Glyndebourne’s “Don Pasquale” with Danielle de Niese

Gaetano Donizetti’s “Don Pasquale” is one of the comic gems of Italian opera. The work premiered in 1843, five years before the prolific composer’s death.  Opus Arte has just released a DVD of the winning 2013 Glyndebourne Festival production.  The main attraction is the star turn by the captivating Danielle de Niese, but other pleasures abound.

The title character is a wealthy old bachelor, who is annoyed at his nephew, Ernesto, for not going along with an arranged marriage. The young man has his sights on a pretty widow named Norina. The devious Dr. Malatesta talks Don Pasquale into marrying an innocent young girl, his own sister “Sofronia,” who turns out to be Norina in disguise.

After the ceremony, the supposedly shy convent girl turns into a showy spendthrift, who defies and even slaps her befuddled husband. At the end, Don Pasquale is happily single again and Ernesto wins the hand of the widow.

Director Mariame Clément and designer Julia Hansen have come up with some new twists in this production. One is that the manipulative Dr. Malatesta is even more insidious than usual. During the overture, he wanders through the bedrooms where each of the other principals is sleeping as if he were invading their dreams. There is even a suggestion that he is carrying on an affair with Norina.

The action is moved from the 19th to the 18th century with the chorus donning powdered wigs and appearing to be spectators at the event.

The title character is played by Alessandro Corbelli, a specialist in opera buffa roles (last seen at the Metropolitan Opera as the evil stepfather in “La Cenerentola”).  He manages to play to the house (evoking laughter) and also to the camera. (The film is well directed by Myriam Hoyer and the audio and video on the Blu-ray disc are excellent.) Corbelli also succeeds in making Don Pasquale more than a stock figure, but also rather pitiable when his supposedly innocent wife turns on him. Tenor Alek Shrader sings the part of the smitten Ernesto with the requisite lyricism and is also amusing when he is shocked to discover that the object of his affection has married his elderly uncle. 

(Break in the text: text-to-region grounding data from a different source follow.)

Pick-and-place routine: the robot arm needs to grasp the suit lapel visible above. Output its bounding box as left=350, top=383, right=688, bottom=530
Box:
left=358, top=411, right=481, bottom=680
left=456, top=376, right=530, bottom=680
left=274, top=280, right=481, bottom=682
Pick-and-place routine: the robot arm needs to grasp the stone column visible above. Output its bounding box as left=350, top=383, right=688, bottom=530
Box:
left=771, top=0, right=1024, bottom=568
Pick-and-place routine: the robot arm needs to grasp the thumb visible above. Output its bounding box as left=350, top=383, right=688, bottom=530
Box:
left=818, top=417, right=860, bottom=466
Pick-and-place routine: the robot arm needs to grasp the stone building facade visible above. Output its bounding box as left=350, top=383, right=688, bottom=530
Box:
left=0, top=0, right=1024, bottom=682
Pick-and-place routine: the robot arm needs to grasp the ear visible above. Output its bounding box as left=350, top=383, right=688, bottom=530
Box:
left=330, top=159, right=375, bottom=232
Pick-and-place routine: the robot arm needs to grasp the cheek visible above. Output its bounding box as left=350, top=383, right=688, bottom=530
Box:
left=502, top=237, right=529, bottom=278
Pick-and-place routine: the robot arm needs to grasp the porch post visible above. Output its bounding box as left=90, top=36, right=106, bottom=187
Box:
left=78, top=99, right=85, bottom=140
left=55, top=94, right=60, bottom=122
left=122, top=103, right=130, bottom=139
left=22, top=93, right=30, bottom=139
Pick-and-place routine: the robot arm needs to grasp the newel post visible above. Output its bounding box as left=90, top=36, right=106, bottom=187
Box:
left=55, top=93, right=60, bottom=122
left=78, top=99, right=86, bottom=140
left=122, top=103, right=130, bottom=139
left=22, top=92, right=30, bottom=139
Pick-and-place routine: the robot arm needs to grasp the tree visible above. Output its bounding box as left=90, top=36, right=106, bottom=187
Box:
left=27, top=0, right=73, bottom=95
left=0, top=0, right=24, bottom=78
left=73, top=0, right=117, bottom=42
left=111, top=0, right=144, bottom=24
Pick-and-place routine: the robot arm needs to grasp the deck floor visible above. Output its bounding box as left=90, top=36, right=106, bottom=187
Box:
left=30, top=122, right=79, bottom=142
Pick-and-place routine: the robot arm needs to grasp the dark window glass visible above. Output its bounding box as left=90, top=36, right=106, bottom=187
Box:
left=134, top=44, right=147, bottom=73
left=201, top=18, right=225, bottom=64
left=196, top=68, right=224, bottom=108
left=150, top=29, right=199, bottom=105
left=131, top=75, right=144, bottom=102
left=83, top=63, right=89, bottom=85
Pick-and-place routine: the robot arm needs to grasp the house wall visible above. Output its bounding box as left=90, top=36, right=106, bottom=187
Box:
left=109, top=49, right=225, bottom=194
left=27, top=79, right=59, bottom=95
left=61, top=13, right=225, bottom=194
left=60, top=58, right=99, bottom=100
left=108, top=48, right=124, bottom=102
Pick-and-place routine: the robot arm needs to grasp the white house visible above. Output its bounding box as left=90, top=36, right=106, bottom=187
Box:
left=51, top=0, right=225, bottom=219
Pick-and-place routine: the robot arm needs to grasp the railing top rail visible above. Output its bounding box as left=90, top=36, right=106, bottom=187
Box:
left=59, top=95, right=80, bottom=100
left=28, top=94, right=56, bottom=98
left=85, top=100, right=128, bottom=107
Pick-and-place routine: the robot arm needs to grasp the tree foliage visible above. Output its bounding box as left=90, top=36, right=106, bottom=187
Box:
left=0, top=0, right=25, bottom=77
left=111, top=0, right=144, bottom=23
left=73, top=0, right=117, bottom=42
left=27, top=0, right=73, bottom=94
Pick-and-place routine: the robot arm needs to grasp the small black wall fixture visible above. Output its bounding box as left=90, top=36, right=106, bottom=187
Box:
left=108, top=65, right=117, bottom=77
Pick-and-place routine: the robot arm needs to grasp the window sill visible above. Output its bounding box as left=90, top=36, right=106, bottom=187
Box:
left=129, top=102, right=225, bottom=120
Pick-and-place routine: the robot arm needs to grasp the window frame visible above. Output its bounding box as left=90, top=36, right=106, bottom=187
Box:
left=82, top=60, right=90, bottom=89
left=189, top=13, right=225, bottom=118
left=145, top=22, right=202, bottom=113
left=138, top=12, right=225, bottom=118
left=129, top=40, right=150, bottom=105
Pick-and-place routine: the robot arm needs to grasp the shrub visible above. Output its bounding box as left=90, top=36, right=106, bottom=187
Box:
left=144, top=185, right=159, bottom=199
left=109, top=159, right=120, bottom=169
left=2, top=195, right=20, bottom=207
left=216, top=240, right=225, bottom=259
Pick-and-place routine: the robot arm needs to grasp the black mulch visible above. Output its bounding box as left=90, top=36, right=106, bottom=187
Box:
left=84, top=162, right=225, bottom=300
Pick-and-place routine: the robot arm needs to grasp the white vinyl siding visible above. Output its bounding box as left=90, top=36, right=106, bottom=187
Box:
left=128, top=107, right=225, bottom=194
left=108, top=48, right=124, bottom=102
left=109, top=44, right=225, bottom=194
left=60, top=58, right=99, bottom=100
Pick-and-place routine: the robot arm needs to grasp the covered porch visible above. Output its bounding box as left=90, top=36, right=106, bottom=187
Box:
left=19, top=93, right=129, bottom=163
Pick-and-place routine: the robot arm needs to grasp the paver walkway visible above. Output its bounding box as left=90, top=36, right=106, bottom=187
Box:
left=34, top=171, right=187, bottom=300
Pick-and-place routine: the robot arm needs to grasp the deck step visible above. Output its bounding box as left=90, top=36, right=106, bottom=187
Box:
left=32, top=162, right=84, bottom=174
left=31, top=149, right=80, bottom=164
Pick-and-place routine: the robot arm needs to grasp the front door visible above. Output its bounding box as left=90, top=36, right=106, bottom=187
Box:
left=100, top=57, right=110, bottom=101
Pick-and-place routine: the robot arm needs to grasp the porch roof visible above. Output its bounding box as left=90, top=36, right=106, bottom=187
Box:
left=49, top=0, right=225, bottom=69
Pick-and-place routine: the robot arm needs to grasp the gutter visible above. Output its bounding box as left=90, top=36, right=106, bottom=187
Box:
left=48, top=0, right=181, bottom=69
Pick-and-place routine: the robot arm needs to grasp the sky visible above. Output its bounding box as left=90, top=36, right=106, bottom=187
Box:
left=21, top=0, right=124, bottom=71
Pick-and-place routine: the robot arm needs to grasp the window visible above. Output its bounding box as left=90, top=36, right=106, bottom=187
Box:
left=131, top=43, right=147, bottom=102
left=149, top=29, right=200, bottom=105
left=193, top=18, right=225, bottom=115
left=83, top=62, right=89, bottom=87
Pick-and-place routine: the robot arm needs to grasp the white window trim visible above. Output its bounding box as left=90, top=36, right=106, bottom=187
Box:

As Dr. Malatesta, Nikolay Borchev is effective, whether in the solo “Bella siccome un angelo” (where he conjures up a vision of his innocent “sister”) or in his patter duet with Corbelli, “Cheti, cheti, immantinente” (where Malatesta pretends to conspire with Don Pasquale to help him get out of his painful marriage). 

The showiest role is that of Norina, who is, by turns, seductive, naïve, shrewish and lovable. De Niese is as much of a crowd-pleaser here as at the Met (where she was a cute Ariel in “Enchanted Island” last season). The fact that she is beautiful, even in close-up, adds to her credibility. Her singing is also lustrous throughout.

The London Philharmonic Orchestra is gracefully conducted by Enrique Mazzola, who seems to be having as good a time as the audience. He uses Donizetti’s original manuscript and adds some notes omitted by the printed score.

As a bonus, the DVD has the vivacious de Niese at the final rehearsal of the opera, speaking to each of the principals as well as the conductor and director.  Incidentally, the soprano and Shrader will appear in “The Merry Widow” at the Met this coming season but not at the same performances. He will perform with Broadway star Kelli O’Hara and de Niese will appear with another fine American tenor, Stephen Costello.